Kenya's economy likely to outpace regional peers in 2022

In Summary

•. Market analysts are positive that Africa’s economic recovery will be better than expected

•As a whole, and considering the economic impacts of the COVID-19 pandemic, Kenya’s economic outlook for 2021 remains bright

The roll out of vaccines globally against the COVID-19 pandemic heralds that the economic downturn of 2020 may be coming to an end. Though the pace of vaccinations in Africa is behind that of the global west, the expectation of incoming vaccines, in the tail end of the first quarter of 2021 and through the second quarter, has boosted market confidence. Market analysts are therefore positive that Africa’s economic recovery will be better than expected. This is particularly true in the Kenyan context, with the economy expected to register the fastest growth in sub-Saharan Africa (SSA).

The World Bank estimates that the Kenyan economy may expand by 6.9% in 2021, reversing the contraction of 1% experienced in 2020. Per the World Bank, this will easily surpass the growth forecasts of Kenya’s regional competitors, with economic growth in Rwanda, Tanzania and Uganda estimated at 5.7%, 5.5% and 2.8%, respectively. This is similarly expected to exceed the economic growth forecasts of Nigeria and South Africa, set at 1.1% and 3.3%. The IMF, however, sets Kenya’s economic growth forecasts at 5%, taking a conservative view of the anticipated 2021 economic gains.

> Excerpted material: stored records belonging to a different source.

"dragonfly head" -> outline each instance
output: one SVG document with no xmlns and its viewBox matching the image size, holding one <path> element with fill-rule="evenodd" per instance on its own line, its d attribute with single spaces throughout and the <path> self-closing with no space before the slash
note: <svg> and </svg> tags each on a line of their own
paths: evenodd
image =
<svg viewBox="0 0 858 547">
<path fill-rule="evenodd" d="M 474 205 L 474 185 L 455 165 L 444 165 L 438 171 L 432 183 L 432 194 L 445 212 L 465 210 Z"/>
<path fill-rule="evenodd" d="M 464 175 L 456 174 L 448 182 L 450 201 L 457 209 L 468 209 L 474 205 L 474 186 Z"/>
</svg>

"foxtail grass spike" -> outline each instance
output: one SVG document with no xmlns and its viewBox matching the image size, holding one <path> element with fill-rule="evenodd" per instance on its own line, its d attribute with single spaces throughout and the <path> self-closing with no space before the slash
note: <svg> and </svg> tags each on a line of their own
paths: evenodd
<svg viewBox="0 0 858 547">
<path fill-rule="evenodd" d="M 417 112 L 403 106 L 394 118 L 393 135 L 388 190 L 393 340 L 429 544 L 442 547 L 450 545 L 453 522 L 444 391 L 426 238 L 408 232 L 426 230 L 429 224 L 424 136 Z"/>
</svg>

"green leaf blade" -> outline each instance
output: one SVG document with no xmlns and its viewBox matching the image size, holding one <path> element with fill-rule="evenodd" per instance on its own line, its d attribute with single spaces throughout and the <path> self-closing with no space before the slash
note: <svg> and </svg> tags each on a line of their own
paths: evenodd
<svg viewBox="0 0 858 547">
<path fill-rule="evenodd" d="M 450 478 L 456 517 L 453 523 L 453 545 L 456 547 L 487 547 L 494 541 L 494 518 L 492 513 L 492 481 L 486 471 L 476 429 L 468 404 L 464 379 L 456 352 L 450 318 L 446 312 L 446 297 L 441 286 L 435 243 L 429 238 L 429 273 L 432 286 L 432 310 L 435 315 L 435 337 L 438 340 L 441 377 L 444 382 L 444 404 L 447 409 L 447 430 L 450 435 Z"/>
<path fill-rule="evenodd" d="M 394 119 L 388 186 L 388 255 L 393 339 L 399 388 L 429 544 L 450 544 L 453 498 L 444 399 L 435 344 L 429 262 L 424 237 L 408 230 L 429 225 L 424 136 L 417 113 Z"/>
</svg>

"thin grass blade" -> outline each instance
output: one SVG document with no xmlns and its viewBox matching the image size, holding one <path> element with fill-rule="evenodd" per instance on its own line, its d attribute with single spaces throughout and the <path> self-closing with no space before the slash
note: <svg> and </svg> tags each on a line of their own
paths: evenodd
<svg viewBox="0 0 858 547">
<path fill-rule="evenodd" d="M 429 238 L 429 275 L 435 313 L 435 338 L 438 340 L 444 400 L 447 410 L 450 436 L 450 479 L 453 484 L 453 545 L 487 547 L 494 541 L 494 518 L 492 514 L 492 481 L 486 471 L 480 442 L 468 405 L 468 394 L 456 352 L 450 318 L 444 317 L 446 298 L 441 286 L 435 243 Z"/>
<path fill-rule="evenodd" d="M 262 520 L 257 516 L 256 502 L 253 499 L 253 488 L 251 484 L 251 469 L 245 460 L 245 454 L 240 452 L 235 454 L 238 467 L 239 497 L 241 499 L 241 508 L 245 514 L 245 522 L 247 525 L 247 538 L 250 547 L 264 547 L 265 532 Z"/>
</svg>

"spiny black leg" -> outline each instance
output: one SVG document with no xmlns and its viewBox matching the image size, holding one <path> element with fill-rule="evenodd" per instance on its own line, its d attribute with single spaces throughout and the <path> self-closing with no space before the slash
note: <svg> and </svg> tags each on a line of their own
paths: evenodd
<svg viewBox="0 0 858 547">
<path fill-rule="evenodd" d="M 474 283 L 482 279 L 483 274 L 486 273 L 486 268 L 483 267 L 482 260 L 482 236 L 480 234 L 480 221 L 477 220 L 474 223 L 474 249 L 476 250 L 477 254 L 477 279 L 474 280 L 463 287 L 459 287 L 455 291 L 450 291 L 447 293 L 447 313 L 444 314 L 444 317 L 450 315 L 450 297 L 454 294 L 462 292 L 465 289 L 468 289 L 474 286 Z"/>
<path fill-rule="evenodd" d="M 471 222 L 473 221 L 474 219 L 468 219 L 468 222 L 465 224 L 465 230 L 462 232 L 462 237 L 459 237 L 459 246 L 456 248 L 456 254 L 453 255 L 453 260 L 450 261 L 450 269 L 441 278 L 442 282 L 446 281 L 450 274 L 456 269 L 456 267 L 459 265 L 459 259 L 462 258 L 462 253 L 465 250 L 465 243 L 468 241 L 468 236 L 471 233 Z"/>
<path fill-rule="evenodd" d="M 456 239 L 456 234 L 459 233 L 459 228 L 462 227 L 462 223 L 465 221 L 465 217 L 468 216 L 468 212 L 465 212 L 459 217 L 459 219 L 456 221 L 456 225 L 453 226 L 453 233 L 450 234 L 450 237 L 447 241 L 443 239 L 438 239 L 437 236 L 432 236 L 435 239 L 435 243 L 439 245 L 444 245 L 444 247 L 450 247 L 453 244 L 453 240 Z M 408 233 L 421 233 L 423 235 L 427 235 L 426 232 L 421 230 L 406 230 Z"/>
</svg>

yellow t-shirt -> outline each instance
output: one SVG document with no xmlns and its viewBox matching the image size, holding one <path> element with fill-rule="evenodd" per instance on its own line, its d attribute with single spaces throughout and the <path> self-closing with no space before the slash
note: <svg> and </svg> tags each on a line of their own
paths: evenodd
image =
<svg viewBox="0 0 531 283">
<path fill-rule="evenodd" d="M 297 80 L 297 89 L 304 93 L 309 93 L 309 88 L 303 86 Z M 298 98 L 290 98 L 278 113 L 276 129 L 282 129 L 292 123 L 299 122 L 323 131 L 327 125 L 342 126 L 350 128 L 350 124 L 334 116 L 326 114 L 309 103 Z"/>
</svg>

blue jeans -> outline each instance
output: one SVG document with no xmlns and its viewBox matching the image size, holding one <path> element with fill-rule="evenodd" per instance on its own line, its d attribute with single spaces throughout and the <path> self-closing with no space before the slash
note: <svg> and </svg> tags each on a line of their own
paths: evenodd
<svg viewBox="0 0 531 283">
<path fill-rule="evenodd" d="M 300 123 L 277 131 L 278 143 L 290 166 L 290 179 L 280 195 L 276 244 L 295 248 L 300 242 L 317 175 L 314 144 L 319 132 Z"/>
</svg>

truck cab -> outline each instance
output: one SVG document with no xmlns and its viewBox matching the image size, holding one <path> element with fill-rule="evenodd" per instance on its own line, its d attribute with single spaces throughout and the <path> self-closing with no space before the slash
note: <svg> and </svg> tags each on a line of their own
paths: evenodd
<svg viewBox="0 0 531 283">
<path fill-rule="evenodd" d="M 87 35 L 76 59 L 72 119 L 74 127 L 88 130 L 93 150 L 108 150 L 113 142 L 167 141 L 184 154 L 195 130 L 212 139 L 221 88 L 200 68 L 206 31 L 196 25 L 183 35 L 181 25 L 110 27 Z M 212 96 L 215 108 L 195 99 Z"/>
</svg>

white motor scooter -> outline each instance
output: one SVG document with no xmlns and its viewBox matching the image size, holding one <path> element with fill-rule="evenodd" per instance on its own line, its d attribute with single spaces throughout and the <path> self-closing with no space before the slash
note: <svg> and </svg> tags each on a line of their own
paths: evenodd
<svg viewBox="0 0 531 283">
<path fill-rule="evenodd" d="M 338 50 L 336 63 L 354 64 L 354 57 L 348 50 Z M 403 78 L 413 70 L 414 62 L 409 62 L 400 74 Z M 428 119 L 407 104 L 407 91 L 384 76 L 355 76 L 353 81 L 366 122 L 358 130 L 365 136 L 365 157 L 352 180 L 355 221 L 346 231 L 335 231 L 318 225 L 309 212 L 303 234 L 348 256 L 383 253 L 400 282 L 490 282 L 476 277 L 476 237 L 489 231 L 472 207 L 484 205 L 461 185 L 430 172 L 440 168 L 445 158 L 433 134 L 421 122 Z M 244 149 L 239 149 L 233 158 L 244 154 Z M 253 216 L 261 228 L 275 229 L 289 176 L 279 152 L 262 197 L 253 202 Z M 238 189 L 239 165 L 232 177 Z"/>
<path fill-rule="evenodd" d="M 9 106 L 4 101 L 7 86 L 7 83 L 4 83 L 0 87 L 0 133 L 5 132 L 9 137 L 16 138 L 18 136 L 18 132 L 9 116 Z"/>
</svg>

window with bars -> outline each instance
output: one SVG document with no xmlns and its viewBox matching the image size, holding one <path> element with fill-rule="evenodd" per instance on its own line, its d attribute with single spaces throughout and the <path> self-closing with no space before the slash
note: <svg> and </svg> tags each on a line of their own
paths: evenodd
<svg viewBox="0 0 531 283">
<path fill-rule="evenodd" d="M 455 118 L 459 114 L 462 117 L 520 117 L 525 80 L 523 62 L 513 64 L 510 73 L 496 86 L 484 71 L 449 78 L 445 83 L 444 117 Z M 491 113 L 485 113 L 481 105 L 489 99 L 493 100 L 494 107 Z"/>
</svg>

The strong economic performance, other than being propped up by positivity over the end of the COVID-19 pandemic, is supported by increased private sector spending and favourable government policies purposed at stimulating economic growth. Debt relief has also played a key roll by easing pressure on the exchequer. Kenya secured debt repayment holidays through June 2021 totalling to KES 60 billion, from its Paris Club creditors as well as its Chinese creditors. Eased debt service obligations within this period, which translates to freed up capital, may be used to further support the country’s economic recovery injecting much needed capital into circulation.

Kenya’s debt appetite, however, may be cause of concern, as noted by a number of analysts. Indeed, given the country’s aggressive developmental strategies, and increased monetary obligations, Kenya is likely to pursue additional debt funding within the year. This, according to the IMF, increases the risk that Kenya may not be in a position to maintain its debt service obligations, which currently amount to 30%-35% of the government’s revenue. However, the National Treasury strikes a more positive tone, noting that Kenya’s increased spending on infrastructure projects will pay off in the long term through the spurring of economic activity. Focus on major transport arteries is purposed at increasing market access to the hinterland, which is expected to result in increased private sector growth and the creation of employment opportunities. To this, it is noted that despite criticism, Kenya has not failed to honour its debt obligations in the past, unlike some SSA countries.

As a whole, and considering the economic impacts of the COVID-19 pandemic, Kenya’s economic outlook for 2021 remains bright. However, in order to maximise its economic position, the country ought to target public sector spending to sectors that are likely to produce medium term gains. Increased support for the private sector will additionally strengthen the country’s economic position.